Mount Forest youth experiences Switzerland with Lions exchange

Avery Reeves of Mount Forest celebrated her 17th birthday earlier this month while on a Lions Youth Exchange Program trip to Switzerland.

She was in the small village of Courchapoix with a family that included Megane Brulhart, who also turned 17 this month. The two teenagers celebrated by eating cheese fondue with Megane’s two 12-year-old brothers and parents, Frank Mauer and Marceline Bolduc.

Reeves says the family did eat a lot of cheese and bread during her two-week visit  – and that suited her just fine. It was usually 8:30pm before the family sat down to dinner, quite normal in the summer in Switzerland, but much later than she is used to.

Reeves heard about the Lions Exchange Program last fall and decided to apply, even though she had never been on an airplane and her travelling experience was limited to family trips to Eastern Canada and down the coast to Boston.

Switzerland was her first choice as a destination on the exchange program, mainly because the two-week camp, after the two-week home visit, appealed to her.

“I liked the camp (in Lausanne) because I was with other people my age,” she says. “But I really liked the family too. They were awesome.”

The family took numerous day trips. Among Reeves’ favourites was one to Creux du Van, a natural, rocky amphitheatre-shaped attraction approximately 1,400 metres wide and 150m deep in Neuchatel. She also enjoyed the Trift Bridge, a pedestrian suspension bridge 100m high and 170m long above the region of the Trift Glacier in the Alps.

“It was between two mountains,” Reeves says. “We went up a cable car and then hiked two hours to get to the bridge. It was cool and not that wobbly.”

The family also took her to the Jurassic Park Caves, a theme park with dinosaurs and actual caves to explore, as well as to New Chatel Lake, where they walked around the shore, and to Gornergrat, a lookout at 3,089m with a mountain panorama and view of the Matterhorn. Reeves built an inuksuk there.

Because the host family knew Reeves plays hockey, they took her to a tournament where ball hockey was being played on rollerblades with full equipment.

“I had never seen that before,” Reeves says.

She met Lions Exchange Program participants from around the world at the Lions Camp in Lausanne, as well as Lions Club members from across Europe. Each day a different club was responsible for taking the teenagers on an outing.

“My roommates were from Brazil and Hong Kong.

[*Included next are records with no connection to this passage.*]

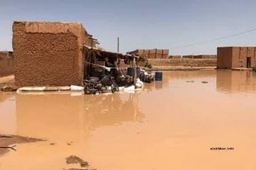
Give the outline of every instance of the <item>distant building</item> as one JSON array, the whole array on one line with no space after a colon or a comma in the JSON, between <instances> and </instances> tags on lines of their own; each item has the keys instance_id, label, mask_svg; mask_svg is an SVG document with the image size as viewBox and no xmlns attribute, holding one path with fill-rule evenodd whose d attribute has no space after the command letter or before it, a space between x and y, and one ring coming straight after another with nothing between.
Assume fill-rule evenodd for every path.
<instances>
[{"instance_id":1,"label":"distant building","mask_svg":"<svg viewBox=\"0 0 256 170\"><path fill-rule=\"evenodd\" d=\"M0 76L14 74L13 52L0 51Z\"/></svg>"},{"instance_id":2,"label":"distant building","mask_svg":"<svg viewBox=\"0 0 256 170\"><path fill-rule=\"evenodd\" d=\"M221 47L217 49L217 68L251 68L256 65L256 47Z\"/></svg>"},{"instance_id":3,"label":"distant building","mask_svg":"<svg viewBox=\"0 0 256 170\"><path fill-rule=\"evenodd\" d=\"M169 49L136 49L127 54L137 54L144 59L167 59Z\"/></svg>"},{"instance_id":4,"label":"distant building","mask_svg":"<svg viewBox=\"0 0 256 170\"><path fill-rule=\"evenodd\" d=\"M183 55L183 59L216 59L217 55L206 55L206 54L199 54L199 55Z\"/></svg>"},{"instance_id":5,"label":"distant building","mask_svg":"<svg viewBox=\"0 0 256 170\"><path fill-rule=\"evenodd\" d=\"M15 21L15 84L80 85L84 44L96 45L81 23Z\"/></svg>"}]
</instances>

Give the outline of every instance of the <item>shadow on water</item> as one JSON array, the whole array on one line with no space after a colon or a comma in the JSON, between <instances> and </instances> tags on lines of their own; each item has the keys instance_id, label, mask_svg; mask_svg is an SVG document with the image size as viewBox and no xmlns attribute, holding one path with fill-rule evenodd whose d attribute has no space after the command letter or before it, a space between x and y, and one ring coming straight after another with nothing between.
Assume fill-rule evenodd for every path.
<instances>
[{"instance_id":1,"label":"shadow on water","mask_svg":"<svg viewBox=\"0 0 256 170\"><path fill-rule=\"evenodd\" d=\"M244 71L218 71L216 88L218 92L225 94L255 93L256 73Z\"/></svg>"}]
</instances>

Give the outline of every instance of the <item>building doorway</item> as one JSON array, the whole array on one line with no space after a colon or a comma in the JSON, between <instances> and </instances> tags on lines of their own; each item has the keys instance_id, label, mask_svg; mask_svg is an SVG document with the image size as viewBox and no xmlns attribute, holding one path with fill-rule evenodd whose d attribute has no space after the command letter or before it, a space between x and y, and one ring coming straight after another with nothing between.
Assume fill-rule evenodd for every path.
<instances>
[{"instance_id":1,"label":"building doorway","mask_svg":"<svg viewBox=\"0 0 256 170\"><path fill-rule=\"evenodd\" d=\"M251 68L251 57L247 57L247 68Z\"/></svg>"}]
</instances>

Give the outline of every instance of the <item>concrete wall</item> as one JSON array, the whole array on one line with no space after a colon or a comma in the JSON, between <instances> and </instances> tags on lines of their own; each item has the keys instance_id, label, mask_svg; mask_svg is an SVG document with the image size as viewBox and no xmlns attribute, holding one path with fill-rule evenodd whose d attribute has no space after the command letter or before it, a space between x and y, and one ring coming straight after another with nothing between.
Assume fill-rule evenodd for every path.
<instances>
[{"instance_id":1,"label":"concrete wall","mask_svg":"<svg viewBox=\"0 0 256 170\"><path fill-rule=\"evenodd\" d=\"M232 50L231 47L217 48L217 68L232 68Z\"/></svg>"},{"instance_id":2,"label":"concrete wall","mask_svg":"<svg viewBox=\"0 0 256 170\"><path fill-rule=\"evenodd\" d=\"M14 74L13 53L9 51L0 52L0 76Z\"/></svg>"},{"instance_id":3,"label":"concrete wall","mask_svg":"<svg viewBox=\"0 0 256 170\"><path fill-rule=\"evenodd\" d=\"M84 43L92 44L80 23L15 21L15 84L81 84Z\"/></svg>"}]
</instances>

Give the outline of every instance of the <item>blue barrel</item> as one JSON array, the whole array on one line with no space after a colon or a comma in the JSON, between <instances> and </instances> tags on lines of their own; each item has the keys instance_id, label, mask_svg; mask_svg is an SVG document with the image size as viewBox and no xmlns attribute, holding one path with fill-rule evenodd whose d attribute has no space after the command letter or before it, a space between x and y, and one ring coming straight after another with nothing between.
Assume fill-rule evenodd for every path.
<instances>
[{"instance_id":1,"label":"blue barrel","mask_svg":"<svg viewBox=\"0 0 256 170\"><path fill-rule=\"evenodd\" d=\"M155 79L155 81L162 81L163 73L162 72L155 72L154 79Z\"/></svg>"}]
</instances>

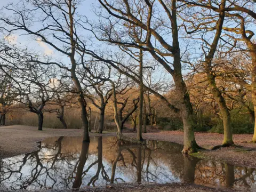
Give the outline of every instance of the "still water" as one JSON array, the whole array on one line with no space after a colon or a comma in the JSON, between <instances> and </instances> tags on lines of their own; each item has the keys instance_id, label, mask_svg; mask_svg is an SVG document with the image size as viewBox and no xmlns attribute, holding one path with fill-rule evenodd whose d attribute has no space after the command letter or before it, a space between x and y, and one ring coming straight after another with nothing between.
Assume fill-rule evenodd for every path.
<instances>
[{"instance_id":1,"label":"still water","mask_svg":"<svg viewBox=\"0 0 256 192\"><path fill-rule=\"evenodd\" d=\"M256 190L256 170L183 156L182 146L149 140L143 146L115 137L54 137L40 149L0 161L0 187L79 188L115 183L191 182ZM253 189L254 190L254 189Z\"/></svg>"}]
</instances>

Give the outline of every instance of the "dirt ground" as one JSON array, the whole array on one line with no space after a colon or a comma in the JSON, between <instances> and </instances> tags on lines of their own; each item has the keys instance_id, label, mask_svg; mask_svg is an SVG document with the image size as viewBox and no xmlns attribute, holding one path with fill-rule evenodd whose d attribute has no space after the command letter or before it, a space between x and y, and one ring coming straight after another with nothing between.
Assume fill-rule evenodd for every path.
<instances>
[{"instance_id":1,"label":"dirt ground","mask_svg":"<svg viewBox=\"0 0 256 192\"><path fill-rule=\"evenodd\" d=\"M124 133L126 135L136 137L135 133ZM81 136L82 130L53 129L44 128L42 131L37 127L13 125L0 126L0 159L29 153L37 149L36 142L51 137ZM102 134L90 133L91 136L115 136L114 132ZM206 149L221 143L223 135L218 133L196 133L197 143ZM256 144L243 142L252 138L251 134L235 134L234 140L243 148L228 147L217 150L201 151L195 155L199 157L226 162L236 165L256 167ZM181 131L150 132L143 134L145 139L157 140L183 143Z\"/></svg>"},{"instance_id":2,"label":"dirt ground","mask_svg":"<svg viewBox=\"0 0 256 192\"><path fill-rule=\"evenodd\" d=\"M128 131L124 133L127 136L136 137L135 133ZM153 132L143 134L145 139L152 139L167 141L180 144L183 143L183 132L181 131L163 131ZM0 159L11 157L22 154L29 153L37 150L38 144L36 142L43 140L51 137L58 136L81 136L82 130L53 129L44 128L39 131L37 127L22 125L13 125L0 127ZM91 136L115 136L114 132L105 132L102 134L90 133ZM217 133L196 133L197 143L205 148L210 149L213 146L221 143L223 135ZM228 162L241 166L256 167L256 144L244 142L249 141L252 135L250 134L235 134L234 140L237 145L242 148L229 147L217 150L203 150L196 154L200 158L213 159ZM248 189L249 190L249 189ZM253 189L252 189L253 190ZM106 186L106 188L88 188L81 189L77 191L231 191L232 189L213 189L196 185L194 184L173 183L166 185L123 185L121 186ZM253 191L253 190L240 190L241 191ZM8 191L1 189L0 192ZM22 190L20 191L25 191ZM33 190L34 191L34 190ZM41 190L39 191L55 192L57 190ZM58 190L58 192L71 192L68 189Z\"/></svg>"}]
</instances>

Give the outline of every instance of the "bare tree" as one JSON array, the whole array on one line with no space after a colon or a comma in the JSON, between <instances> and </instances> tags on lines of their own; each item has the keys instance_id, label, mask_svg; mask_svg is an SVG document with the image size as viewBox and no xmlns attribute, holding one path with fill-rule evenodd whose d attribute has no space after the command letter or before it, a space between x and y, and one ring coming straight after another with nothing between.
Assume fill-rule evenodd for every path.
<instances>
[{"instance_id":1,"label":"bare tree","mask_svg":"<svg viewBox=\"0 0 256 192\"><path fill-rule=\"evenodd\" d=\"M36 37L37 42L48 45L58 54L69 58L70 67L47 55L44 58L31 58L27 61L41 65L55 65L69 73L79 98L83 139L89 141L87 103L77 73L77 65L83 55L77 53L76 49L76 44L82 42L77 28L79 25L77 21L80 17L76 11L79 3L79 0L33 0L28 2L22 0L17 5L10 4L5 7L15 15L15 17L2 17L1 21L8 25L9 27L3 29L9 34L14 31L21 31L31 37ZM29 15L26 13L28 12L30 13ZM35 17L35 15L40 16ZM35 23L37 23L36 29L31 25Z\"/></svg>"},{"instance_id":2,"label":"bare tree","mask_svg":"<svg viewBox=\"0 0 256 192\"><path fill-rule=\"evenodd\" d=\"M172 0L167 3L161 0L131 2L123 0L122 3L124 6L119 6L119 3L118 2L101 0L99 2L106 11L104 13L107 14L107 16L105 17L103 13L101 14L102 18L107 18L105 20L106 23L101 22L99 26L95 27L97 28L95 29L94 26L92 25L91 28L88 30L94 33L96 38L100 41L108 42L113 45L140 49L143 51L146 51L172 76L175 83L175 92L180 98L178 107L171 104L164 96L145 85L143 87L150 90L153 94L163 99L174 112L180 113L184 126L183 152L189 153L196 151L197 148L199 147L196 144L194 137L195 123L193 108L181 73L181 55L177 18L179 6L177 4L177 1ZM162 13L165 14L166 20L163 20L162 16L160 16ZM140 14L143 17L143 21L140 19ZM118 20L118 22L116 22L115 19ZM160 23L161 27L158 27L158 23ZM142 29L143 31L143 40L138 42L138 39L127 37L129 30L134 28ZM165 28L171 33L172 38L171 43L163 37L161 28ZM133 71L127 70L129 69L122 66L119 62L117 64L116 61L113 62L113 59L102 59L89 50L85 50L85 52L97 59L108 62L120 73L140 83L138 79L139 77ZM167 59L169 57L172 58L173 62L169 61ZM122 70L121 68L122 67L126 70Z\"/></svg>"}]
</instances>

It was awesome,” Reeves says. “There were people there from everywhere – Bulgaria, Georgia, Finland, Sweden, Malaysia – and two other girls from Canada.”

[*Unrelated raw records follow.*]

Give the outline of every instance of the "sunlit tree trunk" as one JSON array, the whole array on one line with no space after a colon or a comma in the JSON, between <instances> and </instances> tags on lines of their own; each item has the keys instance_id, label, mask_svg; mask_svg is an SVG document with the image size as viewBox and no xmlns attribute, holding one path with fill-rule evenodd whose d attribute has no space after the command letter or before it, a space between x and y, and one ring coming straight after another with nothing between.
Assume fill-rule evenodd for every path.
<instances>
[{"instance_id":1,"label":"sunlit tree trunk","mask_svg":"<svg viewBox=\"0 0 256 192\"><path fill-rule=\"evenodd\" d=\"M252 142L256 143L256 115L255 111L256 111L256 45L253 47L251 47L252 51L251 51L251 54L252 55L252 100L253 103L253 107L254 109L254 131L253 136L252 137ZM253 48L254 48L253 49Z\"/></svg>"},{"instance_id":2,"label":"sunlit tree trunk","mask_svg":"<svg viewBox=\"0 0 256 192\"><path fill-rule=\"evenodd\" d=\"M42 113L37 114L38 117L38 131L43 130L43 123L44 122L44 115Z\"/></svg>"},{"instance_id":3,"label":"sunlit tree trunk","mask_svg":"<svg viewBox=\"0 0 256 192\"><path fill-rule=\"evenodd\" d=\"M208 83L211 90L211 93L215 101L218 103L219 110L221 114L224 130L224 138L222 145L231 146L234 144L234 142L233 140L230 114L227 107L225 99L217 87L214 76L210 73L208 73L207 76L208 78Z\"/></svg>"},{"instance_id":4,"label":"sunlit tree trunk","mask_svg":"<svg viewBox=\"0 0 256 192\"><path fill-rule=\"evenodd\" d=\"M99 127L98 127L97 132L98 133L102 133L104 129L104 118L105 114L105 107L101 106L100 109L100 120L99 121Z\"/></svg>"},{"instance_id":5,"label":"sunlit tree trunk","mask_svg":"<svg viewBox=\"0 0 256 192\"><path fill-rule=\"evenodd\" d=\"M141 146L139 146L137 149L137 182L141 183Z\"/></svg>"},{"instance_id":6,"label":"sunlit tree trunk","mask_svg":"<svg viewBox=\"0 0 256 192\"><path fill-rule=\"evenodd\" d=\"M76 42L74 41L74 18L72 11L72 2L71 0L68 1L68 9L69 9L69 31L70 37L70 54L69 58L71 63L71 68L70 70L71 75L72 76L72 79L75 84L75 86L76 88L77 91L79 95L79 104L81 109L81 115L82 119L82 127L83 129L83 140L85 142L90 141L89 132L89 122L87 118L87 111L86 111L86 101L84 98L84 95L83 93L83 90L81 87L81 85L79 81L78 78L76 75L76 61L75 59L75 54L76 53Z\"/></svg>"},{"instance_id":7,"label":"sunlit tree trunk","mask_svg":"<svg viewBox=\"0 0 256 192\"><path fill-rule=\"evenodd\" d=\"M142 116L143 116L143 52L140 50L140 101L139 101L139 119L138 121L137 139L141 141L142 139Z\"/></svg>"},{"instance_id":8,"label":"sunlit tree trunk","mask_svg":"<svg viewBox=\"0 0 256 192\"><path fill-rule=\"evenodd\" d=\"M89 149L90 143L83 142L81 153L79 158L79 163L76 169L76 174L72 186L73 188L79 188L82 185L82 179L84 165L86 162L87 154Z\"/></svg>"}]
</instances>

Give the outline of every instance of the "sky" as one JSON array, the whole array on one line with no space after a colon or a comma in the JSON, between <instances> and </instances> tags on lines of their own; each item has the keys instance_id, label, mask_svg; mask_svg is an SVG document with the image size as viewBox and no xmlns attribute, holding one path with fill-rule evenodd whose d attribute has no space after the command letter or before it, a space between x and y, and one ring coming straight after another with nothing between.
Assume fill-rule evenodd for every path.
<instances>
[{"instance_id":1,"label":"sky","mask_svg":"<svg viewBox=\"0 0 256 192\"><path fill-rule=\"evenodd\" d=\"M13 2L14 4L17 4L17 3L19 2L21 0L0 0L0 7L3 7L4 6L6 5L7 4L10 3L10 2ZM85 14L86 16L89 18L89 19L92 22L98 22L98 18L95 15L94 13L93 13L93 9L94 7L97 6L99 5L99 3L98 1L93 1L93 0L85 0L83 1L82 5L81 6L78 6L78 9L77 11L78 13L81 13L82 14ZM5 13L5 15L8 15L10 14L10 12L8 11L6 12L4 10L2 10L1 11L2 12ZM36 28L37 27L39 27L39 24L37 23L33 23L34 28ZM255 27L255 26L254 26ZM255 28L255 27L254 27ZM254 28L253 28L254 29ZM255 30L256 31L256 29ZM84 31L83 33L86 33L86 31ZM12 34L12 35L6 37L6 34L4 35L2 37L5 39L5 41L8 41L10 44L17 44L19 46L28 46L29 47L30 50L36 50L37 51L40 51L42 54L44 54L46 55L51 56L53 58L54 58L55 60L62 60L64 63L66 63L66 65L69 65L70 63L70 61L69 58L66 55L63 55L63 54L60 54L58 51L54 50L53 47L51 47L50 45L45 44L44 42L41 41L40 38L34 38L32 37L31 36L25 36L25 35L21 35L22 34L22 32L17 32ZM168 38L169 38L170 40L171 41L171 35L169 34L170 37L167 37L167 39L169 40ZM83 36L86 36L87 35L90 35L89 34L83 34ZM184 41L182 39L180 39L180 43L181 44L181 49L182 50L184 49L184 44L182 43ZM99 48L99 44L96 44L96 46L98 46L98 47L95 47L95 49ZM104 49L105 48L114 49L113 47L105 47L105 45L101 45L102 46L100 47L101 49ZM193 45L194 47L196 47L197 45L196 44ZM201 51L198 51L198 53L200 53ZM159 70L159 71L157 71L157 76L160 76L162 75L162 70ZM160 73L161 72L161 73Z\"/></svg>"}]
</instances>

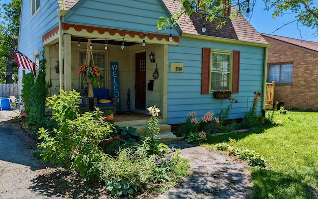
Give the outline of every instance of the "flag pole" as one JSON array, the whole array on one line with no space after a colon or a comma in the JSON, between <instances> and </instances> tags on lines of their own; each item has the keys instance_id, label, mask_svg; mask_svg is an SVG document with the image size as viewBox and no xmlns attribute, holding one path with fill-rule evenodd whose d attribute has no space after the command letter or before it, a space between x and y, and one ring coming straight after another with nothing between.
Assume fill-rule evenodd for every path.
<instances>
[{"instance_id":1,"label":"flag pole","mask_svg":"<svg viewBox=\"0 0 318 199\"><path fill-rule=\"evenodd\" d=\"M10 45L9 45L9 44L8 44L7 43L6 43L6 42L5 41L3 41L3 42L6 44L8 46L9 46L13 51L14 53L19 53L19 54L20 54L22 56L25 57L26 59L27 59L28 60L29 60L29 61L30 61L31 62L33 62L34 63L34 65L35 66L35 67L37 67L38 69L40 71L43 71L43 70L42 70L39 67L39 66L38 66L36 64L35 64L35 62L33 62L31 60L30 60L30 59L29 59L28 57L27 57L27 56L26 56L25 55L23 55L21 52L19 51L18 50L17 50L17 49L16 49L15 48L14 48L13 47L12 47L12 46L11 46ZM37 69L36 69L37 70Z\"/></svg>"}]
</instances>

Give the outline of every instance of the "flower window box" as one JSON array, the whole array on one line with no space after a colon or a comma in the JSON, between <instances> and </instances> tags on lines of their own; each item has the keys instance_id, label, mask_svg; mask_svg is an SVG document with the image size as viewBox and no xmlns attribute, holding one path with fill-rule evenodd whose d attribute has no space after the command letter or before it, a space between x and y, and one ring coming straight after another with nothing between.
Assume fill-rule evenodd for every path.
<instances>
[{"instance_id":1,"label":"flower window box","mask_svg":"<svg viewBox=\"0 0 318 199\"><path fill-rule=\"evenodd\" d=\"M213 97L217 100L228 99L232 95L232 92L228 90L216 90L213 92Z\"/></svg>"}]
</instances>

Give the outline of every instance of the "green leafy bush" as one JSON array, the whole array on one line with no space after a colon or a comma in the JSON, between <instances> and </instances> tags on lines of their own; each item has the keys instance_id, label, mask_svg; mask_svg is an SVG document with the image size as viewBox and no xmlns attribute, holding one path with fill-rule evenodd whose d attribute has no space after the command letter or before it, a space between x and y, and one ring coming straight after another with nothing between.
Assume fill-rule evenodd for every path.
<instances>
[{"instance_id":1,"label":"green leafy bush","mask_svg":"<svg viewBox=\"0 0 318 199\"><path fill-rule=\"evenodd\" d=\"M102 163L102 179L112 196L130 197L143 189L156 192L165 187L160 183L173 184L188 175L189 165L179 157L179 151L157 142L156 116L160 110L156 105L148 110L152 116L145 130L148 136L142 144L119 148L117 156L104 159Z\"/></svg>"},{"instance_id":2,"label":"green leafy bush","mask_svg":"<svg viewBox=\"0 0 318 199\"><path fill-rule=\"evenodd\" d=\"M52 110L52 119L56 121L57 128L52 132L40 128L39 139L43 141L38 147L43 149L44 160L64 163L91 182L99 179L101 161L107 158L98 144L114 127L105 121L98 109L80 114L80 98L75 90L62 90L60 95L47 99L46 105Z\"/></svg>"},{"instance_id":3,"label":"green leafy bush","mask_svg":"<svg viewBox=\"0 0 318 199\"><path fill-rule=\"evenodd\" d=\"M232 140L232 141L234 141ZM226 142L217 144L216 146L218 150L227 151L230 155L246 160L249 166L265 167L266 161L263 156L259 155L255 151L247 149L244 147L232 147Z\"/></svg>"},{"instance_id":4,"label":"green leafy bush","mask_svg":"<svg viewBox=\"0 0 318 199\"><path fill-rule=\"evenodd\" d=\"M207 135L204 131L198 132L191 132L190 134L187 135L186 138L184 141L187 143L192 143L196 145L201 144L203 141L207 141Z\"/></svg>"},{"instance_id":5,"label":"green leafy bush","mask_svg":"<svg viewBox=\"0 0 318 199\"><path fill-rule=\"evenodd\" d=\"M44 53L42 55L44 57ZM39 127L52 129L55 125L46 115L45 100L48 94L48 90L52 85L45 82L45 59L40 61L41 70L35 80L33 73L23 76L22 83L23 85L21 91L21 97L24 104L24 111L27 115L27 124L29 127L34 126L34 129Z\"/></svg>"}]
</instances>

No one knows where Mount Forest is so I just said I was a couple of hours north of Toronto,” she says. “The girl from London wanted to know where and it ended up that she has relatives here … The first person I introduced myself to at camp has cousins in Mount Forest.”

Reeves is already making plans to hopefully travel to Brazil next summer to visit her roommate.

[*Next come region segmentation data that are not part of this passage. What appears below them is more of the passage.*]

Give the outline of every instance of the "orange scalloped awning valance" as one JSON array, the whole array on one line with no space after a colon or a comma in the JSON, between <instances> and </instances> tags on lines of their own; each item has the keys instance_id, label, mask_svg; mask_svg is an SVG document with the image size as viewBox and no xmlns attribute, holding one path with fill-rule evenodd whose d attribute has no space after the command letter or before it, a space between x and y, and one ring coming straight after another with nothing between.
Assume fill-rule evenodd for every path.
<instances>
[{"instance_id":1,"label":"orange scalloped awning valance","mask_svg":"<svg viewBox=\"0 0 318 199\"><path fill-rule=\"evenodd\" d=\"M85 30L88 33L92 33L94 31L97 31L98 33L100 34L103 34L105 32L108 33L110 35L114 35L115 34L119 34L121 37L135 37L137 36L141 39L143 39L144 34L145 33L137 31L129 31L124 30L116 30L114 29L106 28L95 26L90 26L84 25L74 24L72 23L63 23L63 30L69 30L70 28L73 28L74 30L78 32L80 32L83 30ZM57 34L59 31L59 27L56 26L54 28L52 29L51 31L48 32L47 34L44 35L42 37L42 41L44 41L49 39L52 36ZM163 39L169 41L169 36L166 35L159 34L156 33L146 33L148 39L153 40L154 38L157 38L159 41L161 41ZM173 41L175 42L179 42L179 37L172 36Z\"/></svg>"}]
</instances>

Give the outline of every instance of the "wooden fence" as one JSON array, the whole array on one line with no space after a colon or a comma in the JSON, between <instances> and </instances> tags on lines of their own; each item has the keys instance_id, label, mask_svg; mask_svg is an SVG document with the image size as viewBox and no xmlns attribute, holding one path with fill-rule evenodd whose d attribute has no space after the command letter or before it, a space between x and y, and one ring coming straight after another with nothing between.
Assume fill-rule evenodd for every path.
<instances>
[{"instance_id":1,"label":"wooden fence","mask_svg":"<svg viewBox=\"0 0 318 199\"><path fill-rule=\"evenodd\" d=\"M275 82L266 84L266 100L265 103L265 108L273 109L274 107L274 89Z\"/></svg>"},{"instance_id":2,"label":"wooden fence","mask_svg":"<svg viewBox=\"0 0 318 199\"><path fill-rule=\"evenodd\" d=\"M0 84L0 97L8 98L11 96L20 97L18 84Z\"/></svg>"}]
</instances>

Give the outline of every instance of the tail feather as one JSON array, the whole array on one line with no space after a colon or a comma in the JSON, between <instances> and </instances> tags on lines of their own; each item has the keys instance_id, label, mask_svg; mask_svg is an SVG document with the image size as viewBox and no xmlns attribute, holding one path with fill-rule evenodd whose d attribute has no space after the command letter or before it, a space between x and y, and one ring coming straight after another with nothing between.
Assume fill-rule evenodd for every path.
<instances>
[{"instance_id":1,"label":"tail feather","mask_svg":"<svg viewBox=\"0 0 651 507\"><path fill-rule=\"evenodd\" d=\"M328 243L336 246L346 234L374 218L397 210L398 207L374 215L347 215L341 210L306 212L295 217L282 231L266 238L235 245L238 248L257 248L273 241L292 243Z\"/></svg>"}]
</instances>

The daily trips from the camp included visits to “lots of museums,” including a hot air balloon museum and a Red Cross museum.

A scavenger hunt included things like archery and ziplining. There was a day at a beach and a trip to Geneva to visit the United Nations building and see the famous water fountain Jet d’Eau.

“Did you know there are more Lions Clubs in more countries in the world than countries that belong to the United Nations?” Reeves asked.

“I thought that was kind of cool.”

Reeves said appreciates that the Mount Forest Lions Club sponsored her trip to Switzerland this summer and intends to attend a meeting to tell the club all about it.